More than half of AYAs had engaged in oral sex with an opposite-sex partner. Most youth reported having at least one oral sex partner in the last 12 months, with 16% of females and 24% of males reporting two or more partners. Condom use at the last oral sex was quite low (8% for females and 9% for males). Black males (adjusted odds ratio [AOR] = 3.46), black females (AOR = 2.65), and females of other race/ethnicities (AOR = 2.40) were more likely to use a condom at the last oral sex.
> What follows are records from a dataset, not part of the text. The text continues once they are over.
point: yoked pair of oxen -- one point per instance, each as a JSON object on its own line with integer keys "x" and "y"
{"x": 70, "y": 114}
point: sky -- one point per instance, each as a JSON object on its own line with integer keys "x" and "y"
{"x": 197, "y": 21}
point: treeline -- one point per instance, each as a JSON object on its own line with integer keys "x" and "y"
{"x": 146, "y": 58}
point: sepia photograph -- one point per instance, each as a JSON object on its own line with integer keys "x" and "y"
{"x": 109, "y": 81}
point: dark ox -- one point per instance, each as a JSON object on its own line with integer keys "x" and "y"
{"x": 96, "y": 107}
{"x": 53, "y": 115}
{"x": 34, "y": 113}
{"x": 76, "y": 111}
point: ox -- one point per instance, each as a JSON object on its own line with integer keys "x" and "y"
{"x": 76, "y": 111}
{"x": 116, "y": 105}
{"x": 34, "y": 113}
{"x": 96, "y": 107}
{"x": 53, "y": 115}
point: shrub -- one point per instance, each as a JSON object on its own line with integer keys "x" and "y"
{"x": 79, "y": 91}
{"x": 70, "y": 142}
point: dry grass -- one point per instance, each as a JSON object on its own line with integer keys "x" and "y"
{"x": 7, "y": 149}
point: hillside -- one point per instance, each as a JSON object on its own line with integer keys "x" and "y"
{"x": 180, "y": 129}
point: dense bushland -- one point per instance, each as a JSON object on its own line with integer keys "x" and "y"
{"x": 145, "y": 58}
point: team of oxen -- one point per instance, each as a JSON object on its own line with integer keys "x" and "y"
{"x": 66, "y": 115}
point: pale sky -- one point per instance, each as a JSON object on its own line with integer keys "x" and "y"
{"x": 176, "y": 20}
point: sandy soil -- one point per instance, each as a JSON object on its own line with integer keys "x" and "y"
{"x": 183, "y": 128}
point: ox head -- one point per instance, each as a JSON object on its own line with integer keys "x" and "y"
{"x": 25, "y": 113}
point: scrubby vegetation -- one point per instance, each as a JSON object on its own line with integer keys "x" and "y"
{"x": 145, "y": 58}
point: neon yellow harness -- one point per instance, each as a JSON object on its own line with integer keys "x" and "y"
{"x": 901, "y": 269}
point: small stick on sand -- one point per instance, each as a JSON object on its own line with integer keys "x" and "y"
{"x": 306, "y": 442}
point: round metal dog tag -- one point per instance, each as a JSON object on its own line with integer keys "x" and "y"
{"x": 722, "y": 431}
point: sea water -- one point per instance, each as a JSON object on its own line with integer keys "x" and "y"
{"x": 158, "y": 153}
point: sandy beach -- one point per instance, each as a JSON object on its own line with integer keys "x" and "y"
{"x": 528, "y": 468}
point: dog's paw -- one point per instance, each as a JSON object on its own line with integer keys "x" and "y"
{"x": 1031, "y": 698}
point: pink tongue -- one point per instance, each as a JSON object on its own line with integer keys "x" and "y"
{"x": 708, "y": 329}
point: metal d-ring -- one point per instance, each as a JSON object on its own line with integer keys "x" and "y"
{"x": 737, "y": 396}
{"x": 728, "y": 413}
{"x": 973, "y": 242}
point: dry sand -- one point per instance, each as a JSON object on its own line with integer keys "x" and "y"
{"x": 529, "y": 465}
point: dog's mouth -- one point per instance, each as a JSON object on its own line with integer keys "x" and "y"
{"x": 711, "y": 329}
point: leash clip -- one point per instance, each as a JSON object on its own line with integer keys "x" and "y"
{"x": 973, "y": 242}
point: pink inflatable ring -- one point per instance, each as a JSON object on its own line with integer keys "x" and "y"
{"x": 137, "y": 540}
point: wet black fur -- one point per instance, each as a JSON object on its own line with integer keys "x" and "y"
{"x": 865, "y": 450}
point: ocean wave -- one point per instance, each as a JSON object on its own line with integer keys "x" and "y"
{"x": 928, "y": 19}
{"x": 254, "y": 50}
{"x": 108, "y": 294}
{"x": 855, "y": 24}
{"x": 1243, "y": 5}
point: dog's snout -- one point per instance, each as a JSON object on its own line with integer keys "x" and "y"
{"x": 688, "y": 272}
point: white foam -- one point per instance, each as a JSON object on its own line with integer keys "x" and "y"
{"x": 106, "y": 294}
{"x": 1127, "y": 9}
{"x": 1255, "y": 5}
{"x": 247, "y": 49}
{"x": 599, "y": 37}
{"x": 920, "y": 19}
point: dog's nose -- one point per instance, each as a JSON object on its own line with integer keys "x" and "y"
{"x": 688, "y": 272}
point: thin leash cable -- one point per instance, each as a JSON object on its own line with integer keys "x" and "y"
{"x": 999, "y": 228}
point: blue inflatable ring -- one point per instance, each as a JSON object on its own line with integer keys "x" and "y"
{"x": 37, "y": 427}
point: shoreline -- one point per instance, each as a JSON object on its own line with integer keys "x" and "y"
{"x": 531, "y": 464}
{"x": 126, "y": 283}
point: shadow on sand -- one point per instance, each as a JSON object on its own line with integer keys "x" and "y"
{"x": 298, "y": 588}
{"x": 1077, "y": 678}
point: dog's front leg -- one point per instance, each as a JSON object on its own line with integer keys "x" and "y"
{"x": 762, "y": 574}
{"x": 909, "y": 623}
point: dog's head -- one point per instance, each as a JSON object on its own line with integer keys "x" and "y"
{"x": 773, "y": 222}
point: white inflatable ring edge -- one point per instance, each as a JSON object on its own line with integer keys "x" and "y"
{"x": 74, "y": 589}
Females aged 20-24 years (AOR = .31), females whose mothers had a college education or more (AOR = .43), and males and females who reported no intercourse experience were less likely to use a condom at the last oral sex (AORs = .46 and .20, respectively).


Our study suggests that oral sex with an opposite-sex partner is a normative behavior for AYAs; however, condom use during this sexual activity is uncommon. Interactive workshops and physician-patient discussions focused on the health risk risks associated with oral sex, as well as appropriate methods of protection, may help to increase condom uptake.